Hablábamos hace unos días o meses, el tiempo me parece tan diluido, que en términos generales, estoy amargado.
No es algo muy raro. Es muy posible que así sea.
He pasado de ser una persona medianamente inteligente a una muy metida en su propia desgracia.
Y ni hablar de la pérdida del disfrute.
Mi poca posibilidad de gozar de la vida se hace patente en cada momento. Mi jefe, o al menos uno de ellos me lo hace ver cada vez que lo percibe. Me hace burla del gesto adusto que siempre tengo, del ceño fruncido, de la mirada dura, de mi silencio a prueba de todo: bromas, anécdotas o recuerdos. Incluso, a veces, a prueba de los buenos modales.

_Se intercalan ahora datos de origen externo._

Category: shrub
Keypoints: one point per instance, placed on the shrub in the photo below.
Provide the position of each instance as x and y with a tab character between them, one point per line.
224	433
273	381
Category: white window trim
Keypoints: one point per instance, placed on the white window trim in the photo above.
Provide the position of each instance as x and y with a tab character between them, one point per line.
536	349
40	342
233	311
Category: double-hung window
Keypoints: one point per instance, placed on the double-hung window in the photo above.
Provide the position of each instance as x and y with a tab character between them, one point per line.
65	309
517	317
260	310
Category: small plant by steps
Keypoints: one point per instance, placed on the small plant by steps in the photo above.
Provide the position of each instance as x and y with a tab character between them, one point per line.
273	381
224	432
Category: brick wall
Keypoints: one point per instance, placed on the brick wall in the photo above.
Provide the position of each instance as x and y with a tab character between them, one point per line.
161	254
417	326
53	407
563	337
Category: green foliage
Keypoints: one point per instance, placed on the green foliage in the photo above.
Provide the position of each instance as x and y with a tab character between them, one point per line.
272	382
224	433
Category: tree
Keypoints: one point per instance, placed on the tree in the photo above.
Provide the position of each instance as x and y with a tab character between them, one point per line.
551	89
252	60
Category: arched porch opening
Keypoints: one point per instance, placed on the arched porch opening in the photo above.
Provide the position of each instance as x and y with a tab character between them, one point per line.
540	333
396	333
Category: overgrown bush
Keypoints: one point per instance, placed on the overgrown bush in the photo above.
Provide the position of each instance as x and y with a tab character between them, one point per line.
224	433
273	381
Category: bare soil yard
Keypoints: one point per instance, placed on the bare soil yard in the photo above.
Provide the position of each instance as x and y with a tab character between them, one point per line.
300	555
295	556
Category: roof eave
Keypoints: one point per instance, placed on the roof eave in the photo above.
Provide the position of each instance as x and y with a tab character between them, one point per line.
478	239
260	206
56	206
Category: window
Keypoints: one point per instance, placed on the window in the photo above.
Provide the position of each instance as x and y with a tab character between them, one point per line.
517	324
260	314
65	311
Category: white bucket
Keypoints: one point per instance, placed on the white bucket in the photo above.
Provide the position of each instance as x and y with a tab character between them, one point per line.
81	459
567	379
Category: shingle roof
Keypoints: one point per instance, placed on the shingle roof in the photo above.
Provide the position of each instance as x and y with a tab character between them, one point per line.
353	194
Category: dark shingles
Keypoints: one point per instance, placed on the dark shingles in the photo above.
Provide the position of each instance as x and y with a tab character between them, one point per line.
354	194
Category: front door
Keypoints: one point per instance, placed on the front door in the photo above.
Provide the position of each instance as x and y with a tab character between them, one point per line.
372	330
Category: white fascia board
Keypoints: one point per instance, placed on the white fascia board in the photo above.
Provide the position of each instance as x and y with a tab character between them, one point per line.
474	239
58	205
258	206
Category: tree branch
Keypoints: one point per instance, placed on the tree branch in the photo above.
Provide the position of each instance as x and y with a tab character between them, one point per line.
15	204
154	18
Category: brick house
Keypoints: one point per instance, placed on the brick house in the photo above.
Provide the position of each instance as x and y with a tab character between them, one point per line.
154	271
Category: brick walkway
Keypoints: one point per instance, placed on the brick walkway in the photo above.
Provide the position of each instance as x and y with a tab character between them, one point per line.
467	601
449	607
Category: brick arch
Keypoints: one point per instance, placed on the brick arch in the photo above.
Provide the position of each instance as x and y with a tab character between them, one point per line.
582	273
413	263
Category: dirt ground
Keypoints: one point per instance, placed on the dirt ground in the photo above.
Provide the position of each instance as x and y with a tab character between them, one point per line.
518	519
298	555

De ahí que mi esposa diga que soy un amargado, de ahí que mucha gente cree que soy muy mamón. Y sí, las dos cosas son ciertas. Tanto que siempre tengo esa expresión de fuchi, de leve asco, de ligero hartazgo por la vida, como que soy un poco mamón.
El punto es que no he logrado tener un punto de equilibrio entre el gozo y la crítica sana a la ignorancia y la estupidez que me rodean.
Ni hablar del sinsentido que el 85% de la vida tiene. Creo que de las 16 horas que estoy consciente al día sólo valen la pena unas seis, esas en las que estoy con mi familia. El resto, en el trabajo, las paso medio en blanco, aunque siempre son muy estresantes.